After you learn how to meal prep from experts like Nikki Sharp, you probably want to make every recipe under the sun and stock your fridge to the brim with color-coordinated Tupperware containers. Not so fast! While meal prep can be an excellent way to help you to eat healthier and manage your time better, it can also get pretty darn expensive if you’re not careful.
As tempting as it might be to stock up on exotic ingredients and create a to-do list full of complex dishes, it’s best to start small when you’re new to meal prep. Once you get comfortable budgeting your grocery runs for your specific needs (and for anyone else in your home who wants to try meal prep), then you can branch out and explore the virtually endless possibilities. But first, check out the best ways to save money on meal prep below.
1. Opt for meals that freeze well.
Freezer-friendly meals will allow you to make a big batch of dishes that you can save for later. That way, you don’t feel pressured to eat more food during the week than you’re able to. Bonus: This will give you a little bit of a break if you don’t feel like cooking too much the next week.
While most foods can be frozen, there are a few ingredients that should never go in the freezer, so double-check your recipes for any of them beforehand. Also, keep in mind that some foods freeze better than others. Most original recipe authors will note whether their dish is meant to be frozen, so always check before going to town with a batch. The last thing you want is to be left with a giant mushy mess that you don’t even want to eat!
2. Try “pre-prepping” your meat before the actual prep.
Good news: Many popular meat cuts last longer in the freezer than you might think. Check the freezer expiration date on your chicken or beef (or whatever meat you’re using), and then simply cut, prep, and freeze your protein until you’re ready for the final step: cooking. Don’t forget to put your meat in a freezer-friendly container or bag and mark it with the date that you put the food inside.
3. Start buying your pantry staples in bulk.
Dried beans and legumes are excellent sources of plant-based protein, and they can offer a healthy addition to a virtually endless list of meals. When it’s cold outside, they can shine in your soups and stews. And when it’s warm out, they can serve as a great salad topping. This practice can also be helpful when it comes to healthy complex carbs, such as brown rice and whole-grain oats.

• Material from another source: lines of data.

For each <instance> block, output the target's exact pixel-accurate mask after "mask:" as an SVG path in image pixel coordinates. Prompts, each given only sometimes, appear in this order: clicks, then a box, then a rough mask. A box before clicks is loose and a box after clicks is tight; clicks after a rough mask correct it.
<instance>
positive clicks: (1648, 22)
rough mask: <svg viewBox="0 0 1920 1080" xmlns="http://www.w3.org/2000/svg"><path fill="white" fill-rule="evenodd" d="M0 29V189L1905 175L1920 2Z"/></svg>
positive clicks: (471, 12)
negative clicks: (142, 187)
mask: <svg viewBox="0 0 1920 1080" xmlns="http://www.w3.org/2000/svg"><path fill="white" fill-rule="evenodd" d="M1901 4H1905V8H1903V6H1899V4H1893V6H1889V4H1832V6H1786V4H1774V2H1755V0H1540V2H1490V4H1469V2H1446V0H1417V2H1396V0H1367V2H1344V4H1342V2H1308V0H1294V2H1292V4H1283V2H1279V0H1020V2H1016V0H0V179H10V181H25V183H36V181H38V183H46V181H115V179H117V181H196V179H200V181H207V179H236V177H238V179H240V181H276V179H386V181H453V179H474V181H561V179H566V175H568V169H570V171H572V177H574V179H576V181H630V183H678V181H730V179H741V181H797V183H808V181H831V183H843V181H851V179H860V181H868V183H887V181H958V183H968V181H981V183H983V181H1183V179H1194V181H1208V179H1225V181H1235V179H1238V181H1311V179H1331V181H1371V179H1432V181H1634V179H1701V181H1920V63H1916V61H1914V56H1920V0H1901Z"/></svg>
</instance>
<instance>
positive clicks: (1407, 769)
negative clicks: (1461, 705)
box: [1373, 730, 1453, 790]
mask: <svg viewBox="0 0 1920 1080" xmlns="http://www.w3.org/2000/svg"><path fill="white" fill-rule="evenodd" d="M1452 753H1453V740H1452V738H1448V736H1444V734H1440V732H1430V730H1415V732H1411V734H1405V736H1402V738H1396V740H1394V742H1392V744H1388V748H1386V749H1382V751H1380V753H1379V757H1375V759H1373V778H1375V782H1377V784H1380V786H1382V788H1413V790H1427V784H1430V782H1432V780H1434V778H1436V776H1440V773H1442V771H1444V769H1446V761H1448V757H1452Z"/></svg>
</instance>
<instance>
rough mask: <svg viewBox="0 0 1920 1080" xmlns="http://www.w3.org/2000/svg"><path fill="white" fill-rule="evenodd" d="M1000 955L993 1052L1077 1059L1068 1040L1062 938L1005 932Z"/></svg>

4. Look for produce that’s in season.
There’s no question that healthy meals typically involve lots of produce, but unfortunately these nutritious foods can be pricey. However, some fruits and veggies are less expensive when they’re in season, according to the Produce for Better Health Foundation. And if you happen upon an especially good deal, you can always buy in bulk and freeze any leftovers for later.
5. Don’t ignore frozen or canned produce.
According to the Academy of Nutrition and Dietetics, canned fruits and veggies are canned at their peak freshness. So, as long as you opt for canned food with no added sugar or sodium, you can feel good about your less expensive choice. Frozen produce also tends to be cheaper than fresh produce, and it’s just as nutritious and delicious.
6. Embrace breakfast food — even if it’s not breakfast time.
Eggs are not only chock-full of protein and health benefits, they’re also an inexpensive way to create a base for your meal prep. For example, consider a frittata (also known as a crustless quiche). A customizable baked egg dish, the frittata allows you to add whatever ingredients fit your mood that week (protein, veggies, cheese, leftover food etc.). Sounds like a tasty lunch to us.
Not a fan of eggs? Oats can also be an inexpensive way to fill your plate anytime during the day. Plus, adding ingredients like peanut butter and chia seeds can easily up the amount of protein of the dish, not to mention the tastiness.
7. Remember that simplicity is key.
As long as the ingredients are healthy, 4-ingredient and 5-ingredient meals are your friends when it comes to meal prep. Don’t feel tempted to stress yourself out putting together a restaurant-worthy dish every single week. Instead, give yourself a break and cut yourself some slack: not every meal you eat needs to be a gourmet experience. Save that for a weekend outing at a restaurant — they call it “treating yourself” for a reason!